In the midst of the new and familiar

There are days, like today, when I have a chance to go to Queens to visit my Aunt Jenny. We call one another, or one of us will find the other milling around online. From there, we coordinate schedules, and then I head down to Queens for the span of a day. My time there usually consists of providing chauffer service on what amounts to a massive (and always entertaining) shopping and errand trip. Today, for instance, there was a trip to the bank, the grocery store, a restaurant, and two shopping centers. Typical Aunt Jenny day. Among the perks of the experience, I get to drive around in a Mercedes all day, and I get to chat up Aunt Jenny, who is perhaps the one person in my whole family with whom I have the most in common.
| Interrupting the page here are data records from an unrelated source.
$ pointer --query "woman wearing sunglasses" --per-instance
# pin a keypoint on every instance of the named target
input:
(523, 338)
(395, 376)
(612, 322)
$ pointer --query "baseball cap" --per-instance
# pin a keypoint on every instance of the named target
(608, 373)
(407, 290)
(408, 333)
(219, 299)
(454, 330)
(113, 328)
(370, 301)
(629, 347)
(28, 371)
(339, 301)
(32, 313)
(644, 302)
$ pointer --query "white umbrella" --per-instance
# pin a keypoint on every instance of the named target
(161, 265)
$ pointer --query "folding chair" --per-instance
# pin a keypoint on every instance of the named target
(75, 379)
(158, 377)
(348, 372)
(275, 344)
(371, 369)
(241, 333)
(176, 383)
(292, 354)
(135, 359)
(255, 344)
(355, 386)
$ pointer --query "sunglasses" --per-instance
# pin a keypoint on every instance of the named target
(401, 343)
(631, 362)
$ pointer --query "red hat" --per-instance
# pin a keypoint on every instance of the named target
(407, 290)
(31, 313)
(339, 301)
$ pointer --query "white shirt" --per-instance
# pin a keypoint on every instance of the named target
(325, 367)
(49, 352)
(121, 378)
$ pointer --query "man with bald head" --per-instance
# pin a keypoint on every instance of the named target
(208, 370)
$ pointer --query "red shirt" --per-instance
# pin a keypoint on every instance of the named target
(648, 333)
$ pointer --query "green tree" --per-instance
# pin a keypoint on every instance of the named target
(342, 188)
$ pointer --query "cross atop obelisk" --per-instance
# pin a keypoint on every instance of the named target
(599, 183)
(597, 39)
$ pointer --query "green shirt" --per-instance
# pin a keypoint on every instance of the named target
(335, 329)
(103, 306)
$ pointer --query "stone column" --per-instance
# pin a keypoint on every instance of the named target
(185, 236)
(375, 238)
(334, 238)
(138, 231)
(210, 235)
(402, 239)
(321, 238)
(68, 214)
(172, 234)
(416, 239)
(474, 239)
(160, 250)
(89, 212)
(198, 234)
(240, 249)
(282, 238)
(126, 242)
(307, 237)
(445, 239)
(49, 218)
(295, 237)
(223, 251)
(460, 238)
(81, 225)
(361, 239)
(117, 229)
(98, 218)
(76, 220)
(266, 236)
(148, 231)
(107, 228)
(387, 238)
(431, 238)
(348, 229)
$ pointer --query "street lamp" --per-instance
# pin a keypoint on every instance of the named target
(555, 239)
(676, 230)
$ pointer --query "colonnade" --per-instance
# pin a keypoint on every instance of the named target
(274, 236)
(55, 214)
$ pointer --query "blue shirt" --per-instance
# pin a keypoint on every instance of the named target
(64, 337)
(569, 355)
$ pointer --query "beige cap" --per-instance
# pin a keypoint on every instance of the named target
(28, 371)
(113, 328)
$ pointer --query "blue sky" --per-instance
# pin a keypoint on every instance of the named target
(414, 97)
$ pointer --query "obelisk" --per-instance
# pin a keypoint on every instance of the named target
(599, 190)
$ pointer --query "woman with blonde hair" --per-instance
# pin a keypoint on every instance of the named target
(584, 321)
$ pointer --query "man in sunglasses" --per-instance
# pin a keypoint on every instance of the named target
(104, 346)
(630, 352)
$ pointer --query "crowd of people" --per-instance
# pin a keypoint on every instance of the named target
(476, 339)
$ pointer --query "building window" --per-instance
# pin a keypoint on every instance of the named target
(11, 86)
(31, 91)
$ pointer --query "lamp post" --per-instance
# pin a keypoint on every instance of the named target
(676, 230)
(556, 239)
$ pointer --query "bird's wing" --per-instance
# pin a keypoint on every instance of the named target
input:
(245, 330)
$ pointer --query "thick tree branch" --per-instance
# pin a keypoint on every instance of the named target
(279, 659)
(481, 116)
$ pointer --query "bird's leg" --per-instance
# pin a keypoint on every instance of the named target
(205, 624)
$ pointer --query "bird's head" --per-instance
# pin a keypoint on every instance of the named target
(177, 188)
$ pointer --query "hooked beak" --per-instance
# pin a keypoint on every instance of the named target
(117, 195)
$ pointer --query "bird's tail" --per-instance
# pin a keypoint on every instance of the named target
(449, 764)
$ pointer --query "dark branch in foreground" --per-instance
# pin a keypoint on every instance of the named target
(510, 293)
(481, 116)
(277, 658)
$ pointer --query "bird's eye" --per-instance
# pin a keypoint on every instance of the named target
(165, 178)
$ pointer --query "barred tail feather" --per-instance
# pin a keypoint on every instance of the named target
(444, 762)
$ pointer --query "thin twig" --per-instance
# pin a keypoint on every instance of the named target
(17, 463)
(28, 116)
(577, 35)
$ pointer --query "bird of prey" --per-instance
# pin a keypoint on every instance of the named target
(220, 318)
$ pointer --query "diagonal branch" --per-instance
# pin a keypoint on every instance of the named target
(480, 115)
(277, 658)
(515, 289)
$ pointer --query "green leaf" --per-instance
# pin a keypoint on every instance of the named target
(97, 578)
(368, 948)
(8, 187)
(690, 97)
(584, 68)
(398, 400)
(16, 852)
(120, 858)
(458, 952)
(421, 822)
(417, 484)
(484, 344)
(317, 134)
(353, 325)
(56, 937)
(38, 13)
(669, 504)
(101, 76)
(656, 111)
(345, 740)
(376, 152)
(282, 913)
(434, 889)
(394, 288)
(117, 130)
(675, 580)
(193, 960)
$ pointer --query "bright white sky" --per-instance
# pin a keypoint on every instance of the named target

My years growing up were, by and large, isolated from family on either side. Odd little policy on the part of my dad, I think, to keep us out of whatever possible family drama might arise from time to time. As far as I can tell, it was an effective strategy. On the downside, however, it also meant being cut off from all of the good family. Prior to now, I haven't really had much contact with my aunt, or the majority of my mother's side of the family, which I can now say was an unfortunate turn of events. Good thing I live here now, though, and that Aunt Jenny is never more than a subway ride away, give or take a couple of busses.

As I see it, most of us grow up with an understanding that there exists an ideal family structure and dynamic, and that none of us necessarily have it. We accept our flawed family situations and observe the version often perpetuated by media and folklore to be the favorable version, taking occassional measures of our own experiences in light of the shining example of the idillic family. In my case, I've made the surprise discovery of access to that sort of family feeling, much in the way one might find an old heirloom tucked away and gathering dust among the long-ago forgotten clutter of an attic, stored away for safekeeping by someone who lived in the house long before. It's both old and new, both familiar and completely novel. Best of all, there's a little bit of you connected to what you find, although you may have never set eyes on it before; it speaks to you in the voice of someone you never knew, yet who knew you even before you were born. Such discoveries are the stuff of a very special kind of self-revelatory experience, and I'm begining to find just how much fun it can be to rummage through the attic this way.

One of my dear friends, John (I've always known too many guys named John), contacted me to let me know he has just landed his first major college-level teaching possition in a music department. I shared my news about my teaching work as part of my assistanceship, and he made the statement that hell had officially frozen over, now that we, the two miscreants that we are, have become college educators. I can now add another similarity to the list between us; he has an entire wing of family that was little more than a mystery to him until he became an adult, and has now discovered the joys of knowing some of them on his own terms. I, too, can chalk up this very phenomenon to my own experience... may the air conditioning in hell continue to blow.